Keira Knightley hatte Schwierigkeiten, sich mit ihrer Rolle dem neuen Film "Eine dunkle Begierde" anzufreunden. In dem Film spielt Knightley eine sadomasochistisch veranlagte Frau. Diese Veranlagung sei ihr selbst allerdings fremd, verrät die Britin im Gespräch mit der "Süddeutschen Zeitung".

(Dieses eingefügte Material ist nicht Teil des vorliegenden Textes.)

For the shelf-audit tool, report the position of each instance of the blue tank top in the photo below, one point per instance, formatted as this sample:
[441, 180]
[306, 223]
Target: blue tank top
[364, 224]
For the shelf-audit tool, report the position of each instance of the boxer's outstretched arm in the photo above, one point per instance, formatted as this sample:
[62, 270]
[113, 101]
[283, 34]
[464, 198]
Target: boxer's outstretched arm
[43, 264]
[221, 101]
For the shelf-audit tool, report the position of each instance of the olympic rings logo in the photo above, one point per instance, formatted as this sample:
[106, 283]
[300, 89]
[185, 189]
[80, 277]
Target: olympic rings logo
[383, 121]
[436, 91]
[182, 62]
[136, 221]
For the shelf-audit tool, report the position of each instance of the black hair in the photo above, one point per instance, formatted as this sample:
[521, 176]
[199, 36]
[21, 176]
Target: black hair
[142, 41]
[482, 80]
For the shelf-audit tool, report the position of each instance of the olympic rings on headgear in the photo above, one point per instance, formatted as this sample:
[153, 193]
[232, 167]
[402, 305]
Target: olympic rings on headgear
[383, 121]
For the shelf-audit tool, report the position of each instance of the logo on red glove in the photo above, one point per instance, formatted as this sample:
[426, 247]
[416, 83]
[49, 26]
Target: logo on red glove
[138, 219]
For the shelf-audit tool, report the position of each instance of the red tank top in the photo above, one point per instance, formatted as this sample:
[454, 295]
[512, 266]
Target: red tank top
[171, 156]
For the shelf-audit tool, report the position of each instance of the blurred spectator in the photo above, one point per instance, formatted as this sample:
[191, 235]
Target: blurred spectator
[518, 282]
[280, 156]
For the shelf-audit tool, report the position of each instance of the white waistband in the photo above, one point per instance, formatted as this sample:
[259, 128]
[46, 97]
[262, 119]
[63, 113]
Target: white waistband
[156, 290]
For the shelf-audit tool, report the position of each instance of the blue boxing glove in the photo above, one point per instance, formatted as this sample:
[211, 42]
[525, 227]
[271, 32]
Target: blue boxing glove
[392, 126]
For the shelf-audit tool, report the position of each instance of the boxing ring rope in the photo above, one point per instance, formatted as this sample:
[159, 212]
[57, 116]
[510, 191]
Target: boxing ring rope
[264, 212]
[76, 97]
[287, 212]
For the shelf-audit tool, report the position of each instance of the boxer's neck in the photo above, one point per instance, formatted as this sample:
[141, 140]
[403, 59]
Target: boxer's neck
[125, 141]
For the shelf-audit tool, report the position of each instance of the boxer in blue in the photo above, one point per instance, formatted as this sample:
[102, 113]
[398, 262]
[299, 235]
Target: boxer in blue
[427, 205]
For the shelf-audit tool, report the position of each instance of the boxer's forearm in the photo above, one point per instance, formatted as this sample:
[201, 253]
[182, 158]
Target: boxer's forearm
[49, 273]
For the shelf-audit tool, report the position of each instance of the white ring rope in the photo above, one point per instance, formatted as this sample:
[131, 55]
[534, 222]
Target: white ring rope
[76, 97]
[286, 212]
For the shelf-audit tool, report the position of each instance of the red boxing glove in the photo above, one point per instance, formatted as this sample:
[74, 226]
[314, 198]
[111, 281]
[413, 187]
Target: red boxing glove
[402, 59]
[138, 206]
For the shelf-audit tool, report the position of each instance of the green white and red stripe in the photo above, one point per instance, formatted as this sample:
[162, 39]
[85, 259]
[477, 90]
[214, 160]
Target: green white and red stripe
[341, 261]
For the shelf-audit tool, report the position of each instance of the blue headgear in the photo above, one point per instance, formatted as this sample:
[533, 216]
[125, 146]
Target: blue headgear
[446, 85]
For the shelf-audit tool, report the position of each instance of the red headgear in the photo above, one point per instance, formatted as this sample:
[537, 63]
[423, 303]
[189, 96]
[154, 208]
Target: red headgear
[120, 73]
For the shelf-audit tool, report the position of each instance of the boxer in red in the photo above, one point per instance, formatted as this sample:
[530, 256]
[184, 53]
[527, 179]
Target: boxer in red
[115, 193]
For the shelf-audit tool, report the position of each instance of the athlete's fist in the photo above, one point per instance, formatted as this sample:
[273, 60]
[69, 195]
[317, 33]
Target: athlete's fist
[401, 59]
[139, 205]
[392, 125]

"Es ist mir ehrlich gesagt ein Rätsel, wie man so fühlen kann, dieses Sado-Maso-Ding habe ich lange von mir weggeschoben - aber es ist nun mal mein Job, die Welt mit den Augen meiner Figuren zu sehen, und gerade nicht über sie zu urteilen", sagte sie. Auch habe sie beim Sex nie das Gefühl, dass sie damit gefährliches Terrain betreten würde. "Also dieses Gefühl hatte ich beim Sex noch nie - dass das jetzt ein Akt ist, oh mein Gott, der mich gerade zu zerstören droht. Und dass mein Ego da jetzt eingreifen und mich retten muss", macht sie die Unterschiede zu ihrer Filmfigur deutlich, für die "das durchaus Sinn" ergebe.

Eine Paranoia gesteht sie dann doch. Seit sie durch die Filmreihe "Fluch der Karibik" zum Superstar wurde, ist sie oft in den Medien zu sehen. In dieser ständigen Öffentlichkeit fühlt sie sich unwohl. "Dieses paranoide Gefühl, ständig unter Beobachtung zu stehen, macht die Welt zu einem ziemlich seltsamen Ort", enthüllt die 26-Jährige. Sie verstehe jedoch, dass sie dem nicht entgehen könne. "Für mich ist es eine Realität, mit der umzugehen ich erst lernen musste. Die Freiheiten darin muss ich mir erkämpfen - aber es gibt sie."